When do you promote? In this Sunday’s “Corner Office” column in the New York Times, Adam Bryant interviewed Sharon Napier of Napier + Partners, a well-known ad agency in Rochester. Napier prefers to promote people only after they’ve been doing the bigger job for a while. “We always say when we promote somebody that we hope people say ‘It’s about time,’” she says.
At Tribe, I advocate the opposite approach. If you take someone who’s smart and energized and you promote them a little sooner than they’re really ready for the next job, they will rise to the occasion. This works especially well with the newest generation of employees, our Gen Y folks, who are often accused of thinking they’re ready for the CEO position the day they start with the company. They believe they’re capable of playing a leadership position from the get-go, and if they don’t get the opportunity to experience being stretched and challenged, they’ll get disengaged fast.

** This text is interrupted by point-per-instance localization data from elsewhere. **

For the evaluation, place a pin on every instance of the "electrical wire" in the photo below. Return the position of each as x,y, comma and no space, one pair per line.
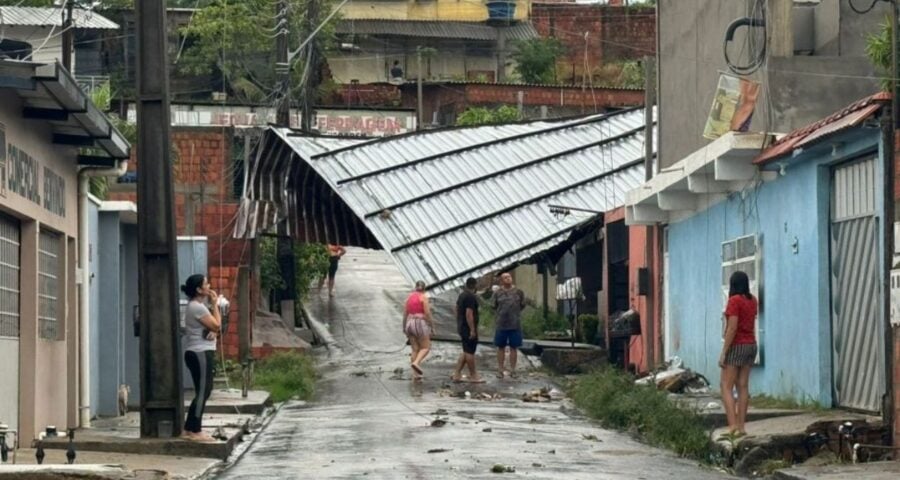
863,11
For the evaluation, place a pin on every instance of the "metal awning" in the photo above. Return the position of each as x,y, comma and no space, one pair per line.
52,17
50,93
453,203
723,166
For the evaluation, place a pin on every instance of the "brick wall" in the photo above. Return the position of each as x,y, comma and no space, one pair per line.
205,206
614,33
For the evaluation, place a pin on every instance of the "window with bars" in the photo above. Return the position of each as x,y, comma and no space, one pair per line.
49,286
9,277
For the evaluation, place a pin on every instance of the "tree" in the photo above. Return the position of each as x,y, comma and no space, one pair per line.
536,59
484,116
879,50
236,39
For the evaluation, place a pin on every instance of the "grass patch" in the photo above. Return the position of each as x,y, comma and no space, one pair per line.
284,375
611,397
783,403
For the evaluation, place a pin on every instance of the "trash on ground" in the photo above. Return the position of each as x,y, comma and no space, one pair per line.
498,468
537,395
673,378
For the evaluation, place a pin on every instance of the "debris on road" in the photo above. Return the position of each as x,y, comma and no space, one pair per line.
498,468
676,379
537,395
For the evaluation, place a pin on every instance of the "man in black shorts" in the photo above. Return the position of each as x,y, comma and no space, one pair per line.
467,326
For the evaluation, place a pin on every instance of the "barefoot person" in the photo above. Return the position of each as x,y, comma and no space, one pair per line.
738,351
201,327
508,303
418,327
467,326
335,252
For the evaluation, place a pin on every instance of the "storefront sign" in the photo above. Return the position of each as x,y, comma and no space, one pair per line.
330,121
364,123
20,174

We always tell people they can be as big as they want to be at Tribe. But we also tell them they have to figure out the opportunity and grab it. Several years ago, we had an account manager leave unexpectedly, and while we were floundering around trying to figure out who to hire to replace her, another employee quietly started doing the account manager’s job. After a week or so, we finally noticed that she’d taken over the role and gave her the title. It took her about five minutes to move all her stuff into the account manager’s empty office, and none of us ever looked back. She quickly became one of the best account managers I’ve ever worked with.

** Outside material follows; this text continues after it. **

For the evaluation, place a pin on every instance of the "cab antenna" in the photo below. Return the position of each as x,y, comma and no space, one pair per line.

A huge element of success is being able to see yourself as successful. My experience is that when people are wearing that larger title, they can see themselves filling that larger role. They own the title, and then they very naturally take ownership of the job. That’s what I want: for someone to claim the job and run with it.

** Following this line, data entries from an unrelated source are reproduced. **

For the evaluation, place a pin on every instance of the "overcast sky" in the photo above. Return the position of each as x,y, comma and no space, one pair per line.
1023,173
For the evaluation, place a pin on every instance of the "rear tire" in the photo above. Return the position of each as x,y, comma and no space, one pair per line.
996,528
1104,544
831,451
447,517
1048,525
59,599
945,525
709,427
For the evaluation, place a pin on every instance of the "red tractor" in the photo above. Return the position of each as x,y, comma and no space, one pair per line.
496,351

Of course, this strategy depends on hiring talented people who can grow quickly. If you’ve got a slacker who’s been coasting for a while, a promotion may not be the best course of action. At Tribe, we hire quickly and fire quickly, and somehow that seems to keep the star talent here longer. If someone has been at Tribe long enough to have us talking about a promotion, they’re someone we’re invested in for the long term. Our role as the management team is to clear the way for them, so they can play larger and larger roles in building a successful company.